Effect of the Actuators’ Location on Vibration Suppression Using Minimum Modal Energy Eigenstructure Assignment

Abstract

A new Eigenstructure Assignment (ESA) method for vibration confinement of flexible structures has been developed. This method is based on finding an output feedback control gain matrix in such a way that the closed-loop eigenvectors are orthogonal to the open-loop ones. Singular Value Decomposition (SVD) is used for finding the matrix that spans the null space of the closed-loop eigenvectors. It is shown that this matrix has a unique property that can be used to regenerate the open-loop system.
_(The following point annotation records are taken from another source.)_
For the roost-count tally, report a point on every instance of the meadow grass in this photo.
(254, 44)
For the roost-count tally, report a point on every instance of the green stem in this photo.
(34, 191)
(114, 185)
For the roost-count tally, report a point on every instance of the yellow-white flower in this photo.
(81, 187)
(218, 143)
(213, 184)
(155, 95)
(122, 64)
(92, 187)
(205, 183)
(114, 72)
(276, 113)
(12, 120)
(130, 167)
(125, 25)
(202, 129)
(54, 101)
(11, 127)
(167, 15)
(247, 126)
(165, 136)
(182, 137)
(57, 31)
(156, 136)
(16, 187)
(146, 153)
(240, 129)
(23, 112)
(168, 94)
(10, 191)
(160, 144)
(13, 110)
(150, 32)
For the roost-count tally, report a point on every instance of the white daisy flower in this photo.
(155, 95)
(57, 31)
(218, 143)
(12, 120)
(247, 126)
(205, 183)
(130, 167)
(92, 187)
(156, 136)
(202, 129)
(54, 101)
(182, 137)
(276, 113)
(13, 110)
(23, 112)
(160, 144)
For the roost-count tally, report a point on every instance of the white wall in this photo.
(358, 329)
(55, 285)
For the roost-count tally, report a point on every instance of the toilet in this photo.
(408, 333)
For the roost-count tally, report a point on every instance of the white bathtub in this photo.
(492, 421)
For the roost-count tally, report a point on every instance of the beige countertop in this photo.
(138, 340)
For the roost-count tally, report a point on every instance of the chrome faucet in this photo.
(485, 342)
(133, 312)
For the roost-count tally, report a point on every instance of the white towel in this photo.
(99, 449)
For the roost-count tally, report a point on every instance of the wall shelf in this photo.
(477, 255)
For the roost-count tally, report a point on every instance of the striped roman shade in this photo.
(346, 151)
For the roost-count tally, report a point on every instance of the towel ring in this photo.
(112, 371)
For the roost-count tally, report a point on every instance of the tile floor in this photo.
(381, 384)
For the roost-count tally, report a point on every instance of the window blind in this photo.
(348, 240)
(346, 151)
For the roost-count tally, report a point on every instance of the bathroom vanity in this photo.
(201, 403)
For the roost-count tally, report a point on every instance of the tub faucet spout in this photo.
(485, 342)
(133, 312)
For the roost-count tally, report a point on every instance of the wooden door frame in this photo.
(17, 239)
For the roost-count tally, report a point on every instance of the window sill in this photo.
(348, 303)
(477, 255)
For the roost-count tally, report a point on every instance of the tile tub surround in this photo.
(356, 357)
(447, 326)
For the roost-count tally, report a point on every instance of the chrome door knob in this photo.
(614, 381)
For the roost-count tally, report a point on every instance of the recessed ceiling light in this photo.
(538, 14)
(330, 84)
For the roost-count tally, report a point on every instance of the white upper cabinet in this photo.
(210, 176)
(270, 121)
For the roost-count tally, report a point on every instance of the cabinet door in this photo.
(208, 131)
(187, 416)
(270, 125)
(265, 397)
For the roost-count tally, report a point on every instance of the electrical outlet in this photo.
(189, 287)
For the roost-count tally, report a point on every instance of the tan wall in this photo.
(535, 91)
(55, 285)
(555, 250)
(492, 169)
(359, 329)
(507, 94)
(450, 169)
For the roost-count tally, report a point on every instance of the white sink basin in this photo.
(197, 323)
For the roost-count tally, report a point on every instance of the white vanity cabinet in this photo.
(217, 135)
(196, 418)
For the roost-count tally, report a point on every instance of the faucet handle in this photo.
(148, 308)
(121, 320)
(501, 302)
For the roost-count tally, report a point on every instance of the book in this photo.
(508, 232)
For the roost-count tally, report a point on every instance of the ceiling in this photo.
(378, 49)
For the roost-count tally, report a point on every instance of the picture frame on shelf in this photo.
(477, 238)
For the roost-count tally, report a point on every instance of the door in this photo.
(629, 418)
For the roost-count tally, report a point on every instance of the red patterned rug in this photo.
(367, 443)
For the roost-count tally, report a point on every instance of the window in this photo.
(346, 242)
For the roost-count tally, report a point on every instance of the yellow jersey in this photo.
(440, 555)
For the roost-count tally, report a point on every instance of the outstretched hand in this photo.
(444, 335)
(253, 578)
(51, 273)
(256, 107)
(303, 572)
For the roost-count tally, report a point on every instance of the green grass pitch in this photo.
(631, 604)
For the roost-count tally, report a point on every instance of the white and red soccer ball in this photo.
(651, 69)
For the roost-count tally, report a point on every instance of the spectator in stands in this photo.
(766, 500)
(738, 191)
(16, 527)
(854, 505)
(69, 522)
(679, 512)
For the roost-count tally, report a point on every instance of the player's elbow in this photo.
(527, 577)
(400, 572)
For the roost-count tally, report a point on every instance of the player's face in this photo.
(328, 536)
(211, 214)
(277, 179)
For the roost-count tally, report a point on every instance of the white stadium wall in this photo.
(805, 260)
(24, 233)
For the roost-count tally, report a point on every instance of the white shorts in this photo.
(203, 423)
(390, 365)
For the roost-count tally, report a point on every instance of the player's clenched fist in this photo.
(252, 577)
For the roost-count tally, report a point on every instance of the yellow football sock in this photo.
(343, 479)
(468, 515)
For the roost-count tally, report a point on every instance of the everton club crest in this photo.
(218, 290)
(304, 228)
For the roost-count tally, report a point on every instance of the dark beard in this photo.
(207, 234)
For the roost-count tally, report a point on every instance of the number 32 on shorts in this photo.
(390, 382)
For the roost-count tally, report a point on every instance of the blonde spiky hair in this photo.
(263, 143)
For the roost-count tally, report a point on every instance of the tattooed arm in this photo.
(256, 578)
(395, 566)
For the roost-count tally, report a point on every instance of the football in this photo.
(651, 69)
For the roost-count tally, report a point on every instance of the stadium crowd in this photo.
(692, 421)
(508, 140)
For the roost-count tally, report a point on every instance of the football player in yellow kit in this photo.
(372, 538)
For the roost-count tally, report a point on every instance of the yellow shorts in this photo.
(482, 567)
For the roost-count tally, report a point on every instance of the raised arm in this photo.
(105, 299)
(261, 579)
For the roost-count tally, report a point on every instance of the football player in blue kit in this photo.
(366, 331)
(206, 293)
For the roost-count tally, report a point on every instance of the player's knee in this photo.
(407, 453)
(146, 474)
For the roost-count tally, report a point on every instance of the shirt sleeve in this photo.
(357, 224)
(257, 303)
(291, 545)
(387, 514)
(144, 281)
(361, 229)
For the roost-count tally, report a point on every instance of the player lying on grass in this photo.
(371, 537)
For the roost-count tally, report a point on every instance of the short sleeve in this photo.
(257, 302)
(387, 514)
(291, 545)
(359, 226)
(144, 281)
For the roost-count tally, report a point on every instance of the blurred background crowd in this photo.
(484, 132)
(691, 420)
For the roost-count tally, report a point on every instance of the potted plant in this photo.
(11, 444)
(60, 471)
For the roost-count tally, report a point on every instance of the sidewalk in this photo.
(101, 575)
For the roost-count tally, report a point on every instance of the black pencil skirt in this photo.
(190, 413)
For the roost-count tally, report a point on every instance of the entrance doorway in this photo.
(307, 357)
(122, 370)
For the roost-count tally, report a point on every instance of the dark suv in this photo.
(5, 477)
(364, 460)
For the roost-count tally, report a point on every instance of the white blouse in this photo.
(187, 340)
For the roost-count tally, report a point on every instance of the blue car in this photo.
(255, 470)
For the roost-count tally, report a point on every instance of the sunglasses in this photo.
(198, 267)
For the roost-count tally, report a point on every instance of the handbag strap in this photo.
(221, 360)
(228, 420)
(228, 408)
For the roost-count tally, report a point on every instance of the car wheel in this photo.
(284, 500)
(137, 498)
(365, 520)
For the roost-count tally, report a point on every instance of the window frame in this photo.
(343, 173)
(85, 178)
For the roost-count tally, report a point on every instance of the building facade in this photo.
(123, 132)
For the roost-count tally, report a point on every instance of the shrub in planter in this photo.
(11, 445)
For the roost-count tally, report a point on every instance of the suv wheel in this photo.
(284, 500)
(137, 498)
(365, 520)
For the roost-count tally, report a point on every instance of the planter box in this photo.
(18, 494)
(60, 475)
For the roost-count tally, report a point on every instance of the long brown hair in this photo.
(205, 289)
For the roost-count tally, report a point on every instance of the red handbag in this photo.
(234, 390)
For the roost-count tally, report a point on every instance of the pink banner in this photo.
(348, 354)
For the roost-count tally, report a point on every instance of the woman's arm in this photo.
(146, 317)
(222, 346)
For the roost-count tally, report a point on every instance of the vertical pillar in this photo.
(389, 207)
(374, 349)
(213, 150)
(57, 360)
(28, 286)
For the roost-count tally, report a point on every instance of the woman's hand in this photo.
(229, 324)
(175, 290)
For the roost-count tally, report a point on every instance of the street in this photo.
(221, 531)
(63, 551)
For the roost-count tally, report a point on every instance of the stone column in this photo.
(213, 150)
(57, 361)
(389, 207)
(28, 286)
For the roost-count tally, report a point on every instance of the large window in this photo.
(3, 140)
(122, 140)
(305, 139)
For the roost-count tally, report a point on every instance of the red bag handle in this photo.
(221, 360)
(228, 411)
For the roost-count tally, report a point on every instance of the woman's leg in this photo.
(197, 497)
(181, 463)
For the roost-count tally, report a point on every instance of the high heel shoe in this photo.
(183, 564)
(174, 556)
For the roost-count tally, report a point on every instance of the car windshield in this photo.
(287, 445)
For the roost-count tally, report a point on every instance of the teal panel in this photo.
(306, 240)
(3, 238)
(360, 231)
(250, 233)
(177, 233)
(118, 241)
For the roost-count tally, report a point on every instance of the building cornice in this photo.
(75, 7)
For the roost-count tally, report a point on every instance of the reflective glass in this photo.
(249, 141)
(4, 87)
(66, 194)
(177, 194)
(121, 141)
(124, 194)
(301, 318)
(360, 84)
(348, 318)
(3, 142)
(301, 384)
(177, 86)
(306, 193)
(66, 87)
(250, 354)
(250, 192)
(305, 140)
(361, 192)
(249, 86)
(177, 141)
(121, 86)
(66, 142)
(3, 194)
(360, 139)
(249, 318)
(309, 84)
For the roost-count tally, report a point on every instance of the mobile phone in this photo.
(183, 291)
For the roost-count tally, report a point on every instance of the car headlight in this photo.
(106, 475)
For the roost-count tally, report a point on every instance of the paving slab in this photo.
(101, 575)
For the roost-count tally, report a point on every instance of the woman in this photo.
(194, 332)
This method finds a coefficient vector which leads to a zero gain matrix while several coefficient vectors can be found simultaneously which are orthogonal to the open-loop coefficient vector. As a result, the closed-loop eigenvectors are orthogonal to the open-loop ones. It is shown that the modal energy of the closed loop system is reduced. Moreover, the proposed method needs neither to specify the closed-loop eigenvalues nor to define a desired set of eigenvectors. Also it is shown that if the maximum force of the actuators and the consumed energy of the actuators need to be low, actuators have to be relatively close to input. If the amplitude of vibration in isolated area has to be minimized as much as possible, the actuators need to be relatively closer to isolated area. Also the algorithm of the minimum eigenstructure assignment method has been modified to eliminate the effect of the actuators that are located on the nodes of different vibrational modes.